Giter Club home page Giter Club logo

graphstorm's Introduction

GraphStorm

GraphStorm is a graph machine learning (GML) framework for enterprise use cases. It simplifies the development, training and deployment of GML models for industry-scale graphs by providing scalable training and inference pipelines of Graph Machine Learning (GML) models for extremely large graphs (measured in billons of nodes and edges). GraphStorm provides a collection of built-in GML models and users can train a GML model with a single command without writing any code. To help develop SOTA models, GraphStorm provides a large collection of configurations for customizing model implementations and training pipelines to improve model performance. GraphStorm also provides a programming interface to train any custom GML model in a distributed manner. Users provide their own model implementations and use GraphStorm training pipeline to scale.

GraphStorm architecture

Get Started

Installation

GraphStorm is compatible to Python 3.7+. It requires PyTorch 1.13+, DGL 1.0 and transformers 4.3.0+.

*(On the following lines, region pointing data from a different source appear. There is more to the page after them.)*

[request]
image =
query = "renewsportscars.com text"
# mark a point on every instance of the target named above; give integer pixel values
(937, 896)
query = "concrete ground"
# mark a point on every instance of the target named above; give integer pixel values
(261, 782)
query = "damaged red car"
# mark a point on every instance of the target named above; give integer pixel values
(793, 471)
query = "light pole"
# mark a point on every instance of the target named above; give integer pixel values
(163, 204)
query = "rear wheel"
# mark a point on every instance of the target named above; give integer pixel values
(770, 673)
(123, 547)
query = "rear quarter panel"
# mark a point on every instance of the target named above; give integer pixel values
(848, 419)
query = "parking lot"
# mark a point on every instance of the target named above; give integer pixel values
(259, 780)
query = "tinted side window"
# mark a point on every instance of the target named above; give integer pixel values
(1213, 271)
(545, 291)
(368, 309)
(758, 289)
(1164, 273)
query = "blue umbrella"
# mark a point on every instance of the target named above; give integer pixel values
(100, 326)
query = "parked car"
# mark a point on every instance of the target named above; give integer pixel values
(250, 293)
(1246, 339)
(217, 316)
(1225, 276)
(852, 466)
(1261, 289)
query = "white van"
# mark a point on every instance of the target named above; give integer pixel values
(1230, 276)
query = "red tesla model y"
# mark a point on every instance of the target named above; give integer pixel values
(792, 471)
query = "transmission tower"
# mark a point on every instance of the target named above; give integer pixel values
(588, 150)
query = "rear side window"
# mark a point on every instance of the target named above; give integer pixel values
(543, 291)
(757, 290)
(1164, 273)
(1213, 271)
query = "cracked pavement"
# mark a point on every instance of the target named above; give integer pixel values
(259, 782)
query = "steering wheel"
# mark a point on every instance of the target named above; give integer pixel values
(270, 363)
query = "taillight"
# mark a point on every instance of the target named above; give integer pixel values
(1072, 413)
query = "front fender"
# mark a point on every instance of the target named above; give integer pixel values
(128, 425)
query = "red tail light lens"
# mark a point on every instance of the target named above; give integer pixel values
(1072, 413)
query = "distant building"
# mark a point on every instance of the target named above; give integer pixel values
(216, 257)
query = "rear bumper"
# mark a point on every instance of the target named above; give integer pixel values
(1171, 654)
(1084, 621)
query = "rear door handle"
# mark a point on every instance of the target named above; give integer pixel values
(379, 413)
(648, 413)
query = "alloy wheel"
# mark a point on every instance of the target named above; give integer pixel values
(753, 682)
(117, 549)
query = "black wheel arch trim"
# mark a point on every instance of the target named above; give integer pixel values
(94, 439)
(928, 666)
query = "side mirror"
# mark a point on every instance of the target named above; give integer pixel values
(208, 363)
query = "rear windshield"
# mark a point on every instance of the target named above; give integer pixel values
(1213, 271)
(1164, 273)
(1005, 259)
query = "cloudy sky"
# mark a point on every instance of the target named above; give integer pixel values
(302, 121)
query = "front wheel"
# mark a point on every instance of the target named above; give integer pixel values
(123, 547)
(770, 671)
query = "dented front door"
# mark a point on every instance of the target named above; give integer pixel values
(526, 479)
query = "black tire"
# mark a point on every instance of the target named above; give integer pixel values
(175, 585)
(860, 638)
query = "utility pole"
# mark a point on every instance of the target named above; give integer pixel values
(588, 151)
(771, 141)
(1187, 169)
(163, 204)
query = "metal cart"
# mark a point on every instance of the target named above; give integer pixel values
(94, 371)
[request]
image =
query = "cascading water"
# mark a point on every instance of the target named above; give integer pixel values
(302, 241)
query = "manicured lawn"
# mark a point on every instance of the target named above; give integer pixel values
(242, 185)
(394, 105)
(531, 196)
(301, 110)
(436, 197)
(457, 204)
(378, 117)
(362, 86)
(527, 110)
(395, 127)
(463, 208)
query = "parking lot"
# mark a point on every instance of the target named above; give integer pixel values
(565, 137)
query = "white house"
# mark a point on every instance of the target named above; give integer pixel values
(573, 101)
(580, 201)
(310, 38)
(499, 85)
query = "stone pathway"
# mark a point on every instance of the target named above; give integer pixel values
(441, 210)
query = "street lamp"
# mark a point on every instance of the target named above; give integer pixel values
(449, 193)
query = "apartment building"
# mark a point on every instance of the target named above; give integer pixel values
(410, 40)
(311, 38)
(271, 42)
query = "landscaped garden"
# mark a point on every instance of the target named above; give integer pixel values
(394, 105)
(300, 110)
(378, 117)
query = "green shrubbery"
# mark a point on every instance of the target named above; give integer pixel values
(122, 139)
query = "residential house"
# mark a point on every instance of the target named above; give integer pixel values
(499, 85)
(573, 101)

To install GraphStorm in your environment, you can clone the repository and run python3 setup.py install to install it. However, running GraphStorm in a distributed environment is non-trivial. Users need to install dependencies and configure distributed Pytorch running environments. For this reason, we highly recommend users to using Docker container to run GraphStorm. A guideline to build GraphStorm docker image and run it on Amazon EC2 can be found at here.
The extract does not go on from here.